In time for the Thanksgiving long weekend, we want to draw your attention to a number of interesting reports on advanced reactor developments that have come out over the past couple months:

  • Most recently, the Nuclear Energy Institute (NEI) issued a thoughtful white paper on regulatory and licensing issues for micro-reactors, in advance of the first round of micro-reactor applications expected to be submitted to the Nuclear Regulatory Commission (NRC) next year.  The paper highlights the safety benefits of micro-reactors, which generally boast a much smaller inventory of fission products compared to existing reactors, possess automatic or remote operations and monitoring, and often rely on inherent and passive safety features.

    The paper argues that NRC regulations for larger reactors would be unduly burdensome if applied to micro-reactors, given the latter’s relative simplicity and safety.  Instead, the NRC should develop a flexible and accommodating regulatory approach to micro-reactors.  It could borrow in part from how research and test reactors (RTRs) are regulated, as both micro-reactors and RTRs present similarly low risks to public health and safety.

  • The NRC and Department of Energy (DOE) signed a Memorandum of Understanding (MOU) in October to share technical knowledge and expertise, including computing resources, with the common goal of deploying advanced reactor technologies.  This important partnership falls under the auspices of DOE’s National Reactor Innovation Center, created by the Nuclear Energy Innovation Capabilities Act of 2017 (NEICA) to enable the testing and demonstration of reactor concepts from the private sector.  We previous wrote about NEICA here and here.
  • Moltex Energy raised around US$7.5 million in part through an unlikely and unique method, at least for nuclear energy – crowdfunding!  Around 170 investors helped the advanced reactor company blow past its initial target, with Moltex representatives crediting this resounding success to a widespread desire among investors to tackle climate change through advanced reactors.  The capital is designed to help support pre-licensing and development of the company’s fission-based Stable Salt Reactor (SSR) technology.  As private funding for advanced reactors continues to grow, it will be interesting to see how much companies rely on crowdfunding and other novel methods moving forward.
  • The NRC staff released a draft white paper in September to facilitate its review of advanced non-light water reactor (LWR) technologies.  This is part of the NRC staff’s efforts to develop an adaptable, technology-inclusive, risk-informed, and performance-based approach to reviewing non-LWR applications.  Among other things, the paper details vendor approaches to licensing strategy based on reactor design, provides guidance on the scope and focus of the NRC staff’s technical review, and outlines acceptance criteria that could be considered.  It is intended to aid non-LWR applications until the NRC develops a comprehensive regulatory framework by the end of 2027, as required by the Nuclear Energy Innovation and Modernization Act (NEIMA).  We previously wrote about NEIMA here and here.
  • And speaking of NEIMA, Congress continues to show interest and leadership in promoting advanced reactor development, including the need for the NRC to develop a risk-informed framework for advanced nuclear technologies.  On November 21, U.S. Senator John Barrasso (R-WY), chairman of the Senate Committee on Environment and Public Works and Sen.
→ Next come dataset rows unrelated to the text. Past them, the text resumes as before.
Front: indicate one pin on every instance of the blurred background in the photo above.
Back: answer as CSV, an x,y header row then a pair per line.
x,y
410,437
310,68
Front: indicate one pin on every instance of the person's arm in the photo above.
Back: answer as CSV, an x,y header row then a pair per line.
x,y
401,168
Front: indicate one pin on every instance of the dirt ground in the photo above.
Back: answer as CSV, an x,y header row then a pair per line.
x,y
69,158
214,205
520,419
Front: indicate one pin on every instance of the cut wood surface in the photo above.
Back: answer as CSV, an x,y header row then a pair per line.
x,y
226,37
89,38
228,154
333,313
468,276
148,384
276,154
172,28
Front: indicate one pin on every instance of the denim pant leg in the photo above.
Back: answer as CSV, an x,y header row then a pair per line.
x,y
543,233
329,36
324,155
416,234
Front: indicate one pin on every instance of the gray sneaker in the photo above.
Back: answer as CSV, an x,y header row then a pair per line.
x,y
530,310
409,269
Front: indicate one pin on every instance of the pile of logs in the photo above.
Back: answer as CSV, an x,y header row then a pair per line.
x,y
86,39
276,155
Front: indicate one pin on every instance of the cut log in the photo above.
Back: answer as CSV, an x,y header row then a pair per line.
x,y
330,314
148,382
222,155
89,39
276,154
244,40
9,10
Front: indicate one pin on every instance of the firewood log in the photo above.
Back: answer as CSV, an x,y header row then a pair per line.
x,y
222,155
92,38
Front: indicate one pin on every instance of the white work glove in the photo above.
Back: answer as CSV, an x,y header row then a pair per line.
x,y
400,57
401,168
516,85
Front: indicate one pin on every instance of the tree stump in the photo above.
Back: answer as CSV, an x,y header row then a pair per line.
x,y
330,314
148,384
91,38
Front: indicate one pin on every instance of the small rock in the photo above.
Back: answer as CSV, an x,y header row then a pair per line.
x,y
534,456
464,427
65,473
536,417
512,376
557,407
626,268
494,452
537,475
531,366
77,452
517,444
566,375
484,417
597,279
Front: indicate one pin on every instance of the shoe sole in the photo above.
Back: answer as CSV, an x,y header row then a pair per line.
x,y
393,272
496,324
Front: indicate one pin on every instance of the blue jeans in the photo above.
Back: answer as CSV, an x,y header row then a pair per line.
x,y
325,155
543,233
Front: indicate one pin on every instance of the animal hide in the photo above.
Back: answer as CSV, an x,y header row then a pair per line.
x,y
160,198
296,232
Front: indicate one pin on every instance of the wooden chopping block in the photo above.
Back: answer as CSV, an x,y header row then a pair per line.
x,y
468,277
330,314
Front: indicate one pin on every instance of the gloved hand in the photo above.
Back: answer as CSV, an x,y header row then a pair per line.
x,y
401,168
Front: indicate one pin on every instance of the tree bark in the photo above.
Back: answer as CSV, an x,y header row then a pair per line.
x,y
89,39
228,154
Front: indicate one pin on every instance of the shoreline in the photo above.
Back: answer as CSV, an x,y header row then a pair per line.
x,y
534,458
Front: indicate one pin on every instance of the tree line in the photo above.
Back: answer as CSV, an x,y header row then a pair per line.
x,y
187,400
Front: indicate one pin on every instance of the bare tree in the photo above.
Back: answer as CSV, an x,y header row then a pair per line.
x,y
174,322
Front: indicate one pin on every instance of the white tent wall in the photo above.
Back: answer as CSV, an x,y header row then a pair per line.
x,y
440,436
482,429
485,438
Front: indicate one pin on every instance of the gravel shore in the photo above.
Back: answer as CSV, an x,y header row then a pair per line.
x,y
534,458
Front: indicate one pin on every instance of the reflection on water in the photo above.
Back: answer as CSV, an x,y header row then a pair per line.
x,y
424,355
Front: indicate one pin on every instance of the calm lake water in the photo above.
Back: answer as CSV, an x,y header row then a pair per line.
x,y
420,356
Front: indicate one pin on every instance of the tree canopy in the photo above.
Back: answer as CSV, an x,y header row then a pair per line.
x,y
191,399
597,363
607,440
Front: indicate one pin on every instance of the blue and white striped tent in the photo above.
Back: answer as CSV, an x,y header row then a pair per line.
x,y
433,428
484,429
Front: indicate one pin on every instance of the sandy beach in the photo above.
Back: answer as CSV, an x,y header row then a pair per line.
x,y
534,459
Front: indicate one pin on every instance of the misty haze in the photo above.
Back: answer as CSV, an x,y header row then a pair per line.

Shelley Moore Capito (R-SV), chairman of the Appropriations Subcommittee on Homeland Security, sent a letter to the NRC and the Federal Emergency Management Agency regarding emergency planning requirements.  In the letter, the senators support establishing emergency preparedness requirements for advanced nuclear technologies to account for smaller, safer nuclear reactor designs, explaining:

As part of our efforts to facilitate the deployment of advanced nuclear technologies, Congress passed, and President Trump signed into law, the Nuclear Energy Innovation and Modernization Act (NEIMA). NEIMA requires NRC establish a risk-informed, technology-inclusive regulatory framework to license and oversee advanced nuclear technologies. EP requirements are a part of this framework.

The Commission is currently considering an NRC staff proposal to establish new EP requirements and implementing guidance for Small Modular Reactors (SMRs) and other advanced nuclear technologies. The proposal is based on a consequence-oriented, risk-informed, performance-based, and technology-inclusive approach. We urge the Commission to support requirements that align with NEIMA’s risk-informed framework and we expect FEMA’s consultation will constructively support achieving this goal.